Versatile differentially private learning for general loss functions
Qilong Lu · Songxi Chen · Yumou Qiu
Abstract
This paper aims to provide a versatile privacy-preserving release mechanism along with a unified approach for subsequent parameter estimation and statistical inference. We propose a privacy mechanism based on zero-inflated symmetric multivariate Laplace (ZIL) noise, which requires no prior specification of subsequent analysis tasks, allows for general loss functions under minimal conditions, imposes no limit on the number of analyses, and is adaptable to increasing data volume in online scenarios. We derive the trade-off function for the proposed ZIL mechanism, which characterizes its privacy protection level. Furthermore, to formalize the local differential privacy (LDP) property of the ZIL mechanism, we extend the classical $\varepsilon$-LDP to a more general $f$-LDP framework. To address scenarios where only individual attribute values require protection, we propose attribute-level differential privacy (ADP) and its local version. Within the M-estimation framework, we introduce a novel doubly random (DR) corrected loss for the ZIL mechanism, which yields consistent and asymptotically normal M-estimates under differential privacy constraints.
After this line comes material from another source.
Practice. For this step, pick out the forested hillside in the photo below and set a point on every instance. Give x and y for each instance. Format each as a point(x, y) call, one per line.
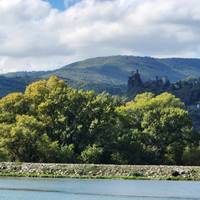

The proposed approach is computationally efficient and does not require numerical integration or differentiation for noisy data. It applies to a broad class of loss functions, including non-smooth ones. Two alternative estimators for smooth loss are also proposed with asymptotic properties. The cost of privacy in terms of estimation efficiency for these three estimators is evaluated both theoretically and numerically.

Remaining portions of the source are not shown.